I'm sorry but this claim is just a wild guess trying to link Hebrew to Linear A, without any serious evidence that the two are linked and without any evidence that the link is real, other than "look, I can guess what all the texts say!".
_________________
[1] https://en.wikipedia.org/wiki/Jewish_Indian_theory
[2] https://www.smithsonianmag.com/smart-news/destruction-of-cit...
[3] https://en.wikipedia.org/wiki/Worlds_in_Collision
[4] https://en.wikipedia.org/wiki/Priam%27s_Treasure#/media/File...
[5] https://en.wikipedia.org/wiki/Mask_of_Agamemnon
[6] https://en.wikipedia.org/wiki/Phaistos_Disc_decipherment_cla...
[7] https://en.wikipedia.org/wiki/Dropa_stones
[8] I can read ancient Greek. The further back in time it goes, the harder it gets to understand what it means but I can still read the script. It has changed in 5000 years but not enough that I can't read it. Nothing like that ability survived for Linear A. I blame Thera.

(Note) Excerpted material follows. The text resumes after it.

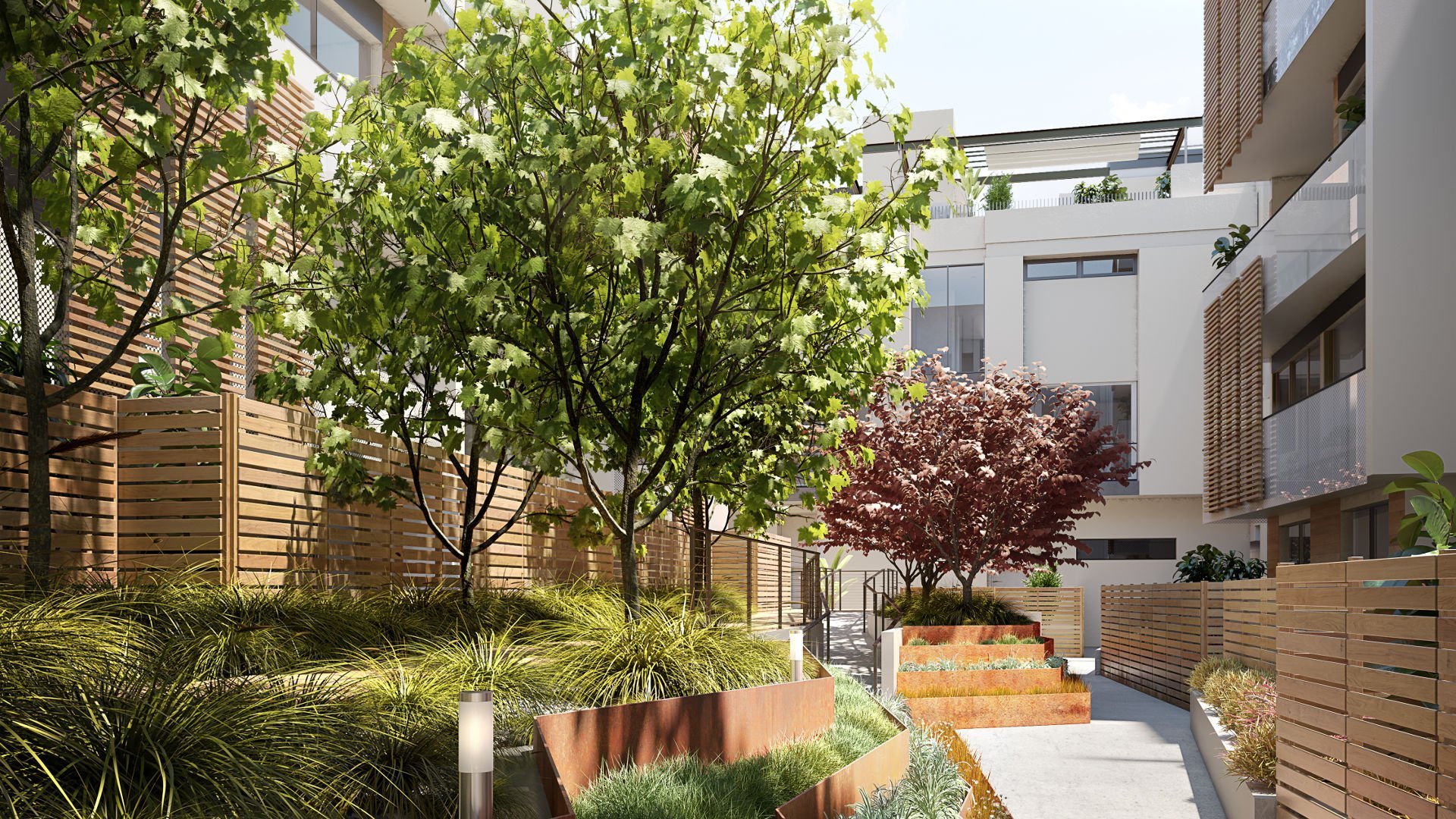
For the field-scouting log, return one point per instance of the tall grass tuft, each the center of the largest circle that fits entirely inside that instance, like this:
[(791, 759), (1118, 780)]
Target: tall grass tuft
[(606, 661), (686, 787)]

[9] Except of course then I would understand it. But it's just German to me.
[10] I can assure you that took me by surprised, first of all.
[11] https://people.math.harvard.edu/~ctm/home/text/others/shanno...
Curious to see where this goes. Hopefully an update is posted here when it's all said and done :)
Claiming that claude did all the work is patently ridiculous. Claude is a tool, like any other. The corpus of linear A is ~7500 characters across ~1500 inscriptions and claude, no matter how smart, doesn't just solve that on its own.
What a shame.
So did many of the previous attempted solvers.
I don't know why you want to stoop to name calling which violates the guidelines and the spirit of this site.
"without any critical review" is also seemingly untrue: the post says Rutgers and Cambridge are reviewing it
My following searches turn out no announcements by either Rutgers or Cambridge:
"rutgers linguists evaluate deciphering of linear a by tom di mino"
https://www.google.com/search?q=rutgers+linguists+evaluate+d...
https://www.google.com/search?q=cambridge+linguists+evaluate...
i am sorry but "crank" is the correct term for the many amateurs who routinely email mathematicians, physicists, and apparently linguists with their special theories without having any academic experience in the field. for every anecdote where it panned out there are thousands of cases where it did not.